21 November 2016
The Carbon Dioxide laser was invented in 1964 by Dr Kumar Patel at the Bell Laboratory in New Jersey. This was the first laser produced from a single gas source.
The CO2 laser, with its long wavelength of 10,600 nm had great affinity for water, which gave it the ability to destroy cells by” PhotoThermoLysis”, ie light converting to heat, which then destroyed the cell.
It took a while before there were medical indications for the CO2 laser and initially, it was used as a “knife”, with the added ability of cauterizing small blood vessels at the same time as cutting tissue. This is a high precision knife and works best with delicate tissues such as in the periorbital area.
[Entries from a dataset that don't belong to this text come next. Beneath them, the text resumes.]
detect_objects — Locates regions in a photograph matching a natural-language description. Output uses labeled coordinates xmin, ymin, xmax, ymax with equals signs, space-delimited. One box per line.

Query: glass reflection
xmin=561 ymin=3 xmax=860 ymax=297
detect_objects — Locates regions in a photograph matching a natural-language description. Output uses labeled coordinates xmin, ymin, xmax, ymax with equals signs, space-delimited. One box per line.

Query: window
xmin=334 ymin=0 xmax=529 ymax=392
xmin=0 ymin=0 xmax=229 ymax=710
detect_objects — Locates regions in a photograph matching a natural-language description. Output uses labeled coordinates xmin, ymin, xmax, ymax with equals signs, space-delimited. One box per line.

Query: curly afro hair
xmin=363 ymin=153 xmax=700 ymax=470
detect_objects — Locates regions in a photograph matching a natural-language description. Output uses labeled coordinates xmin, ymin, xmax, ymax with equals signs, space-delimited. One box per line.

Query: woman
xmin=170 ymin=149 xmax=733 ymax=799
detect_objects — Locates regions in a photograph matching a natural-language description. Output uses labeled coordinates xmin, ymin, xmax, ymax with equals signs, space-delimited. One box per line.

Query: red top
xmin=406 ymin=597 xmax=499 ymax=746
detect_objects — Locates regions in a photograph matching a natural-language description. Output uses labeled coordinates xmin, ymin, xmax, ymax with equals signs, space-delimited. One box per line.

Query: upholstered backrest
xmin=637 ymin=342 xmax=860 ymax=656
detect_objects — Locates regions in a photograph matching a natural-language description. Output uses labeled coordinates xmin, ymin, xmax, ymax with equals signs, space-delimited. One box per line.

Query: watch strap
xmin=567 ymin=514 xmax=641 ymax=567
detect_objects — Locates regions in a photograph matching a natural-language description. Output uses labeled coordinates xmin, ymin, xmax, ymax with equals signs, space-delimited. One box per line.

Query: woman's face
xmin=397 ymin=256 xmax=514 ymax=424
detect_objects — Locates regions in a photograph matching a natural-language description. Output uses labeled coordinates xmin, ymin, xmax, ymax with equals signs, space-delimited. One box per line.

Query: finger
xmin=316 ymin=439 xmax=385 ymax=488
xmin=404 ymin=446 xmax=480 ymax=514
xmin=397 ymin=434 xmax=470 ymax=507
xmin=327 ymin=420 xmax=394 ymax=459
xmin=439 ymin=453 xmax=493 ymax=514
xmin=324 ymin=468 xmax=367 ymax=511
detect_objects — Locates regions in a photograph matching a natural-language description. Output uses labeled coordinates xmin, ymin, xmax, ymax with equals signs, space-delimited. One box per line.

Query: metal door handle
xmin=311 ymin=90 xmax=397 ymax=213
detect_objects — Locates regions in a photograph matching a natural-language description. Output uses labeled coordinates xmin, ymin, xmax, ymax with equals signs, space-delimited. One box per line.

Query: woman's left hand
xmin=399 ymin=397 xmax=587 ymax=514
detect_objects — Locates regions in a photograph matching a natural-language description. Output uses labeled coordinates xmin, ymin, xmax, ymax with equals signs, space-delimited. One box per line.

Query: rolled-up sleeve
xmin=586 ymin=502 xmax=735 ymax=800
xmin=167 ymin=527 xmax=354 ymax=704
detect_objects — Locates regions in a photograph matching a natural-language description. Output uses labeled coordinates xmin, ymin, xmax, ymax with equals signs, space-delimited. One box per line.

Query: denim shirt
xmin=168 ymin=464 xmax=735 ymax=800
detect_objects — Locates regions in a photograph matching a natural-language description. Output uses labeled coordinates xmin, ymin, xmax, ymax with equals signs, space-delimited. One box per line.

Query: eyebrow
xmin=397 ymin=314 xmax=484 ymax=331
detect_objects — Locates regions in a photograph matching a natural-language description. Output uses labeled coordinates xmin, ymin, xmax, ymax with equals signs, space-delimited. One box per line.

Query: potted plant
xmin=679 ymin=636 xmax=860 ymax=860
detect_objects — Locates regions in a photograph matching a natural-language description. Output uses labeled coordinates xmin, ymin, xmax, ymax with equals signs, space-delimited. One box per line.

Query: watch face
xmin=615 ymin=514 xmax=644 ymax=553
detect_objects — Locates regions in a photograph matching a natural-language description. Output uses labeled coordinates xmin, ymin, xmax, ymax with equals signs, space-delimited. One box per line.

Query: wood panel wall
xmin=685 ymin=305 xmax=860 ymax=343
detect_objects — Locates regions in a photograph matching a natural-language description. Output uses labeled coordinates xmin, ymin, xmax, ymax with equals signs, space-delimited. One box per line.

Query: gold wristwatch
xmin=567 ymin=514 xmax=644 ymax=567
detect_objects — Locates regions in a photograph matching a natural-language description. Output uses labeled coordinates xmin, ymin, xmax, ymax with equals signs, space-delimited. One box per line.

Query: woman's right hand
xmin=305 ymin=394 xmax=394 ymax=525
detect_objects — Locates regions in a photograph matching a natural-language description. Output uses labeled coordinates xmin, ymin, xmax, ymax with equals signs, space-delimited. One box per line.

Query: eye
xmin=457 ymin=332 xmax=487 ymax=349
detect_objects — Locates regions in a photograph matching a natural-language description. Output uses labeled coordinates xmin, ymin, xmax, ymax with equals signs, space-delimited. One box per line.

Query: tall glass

Dr Isaac Kaplan a Plastic Surgeon, deserves a lot of credit for the early surgical applications of the CO2 laser.
However, the great advances came with the development of pulsed CO2 lasers. Heat diffusion was a major problem when the CO2 laser was used in its original Continuous Wave form, with resultant difficulty in control of heat and leading to unpredictable results.
The Pulsed CO2 laser enabled the delivery of energy in a period of time faster than the Thermal Relaxation Time of the tissue, thus preventing heat diffusion and a resultant very controlled and predictable outcome.
The initial truly pulsed laser (instead of the earlier”chopped”continuous wave) was the SuperPulsed WaveForm which was faster and more powerful than continuous waveforms. Further improvement came in the form of the UltraPulsed CO2 laser by Coherent ( now Lumenis) which increased power but with more precision and hence minimising thermal injury.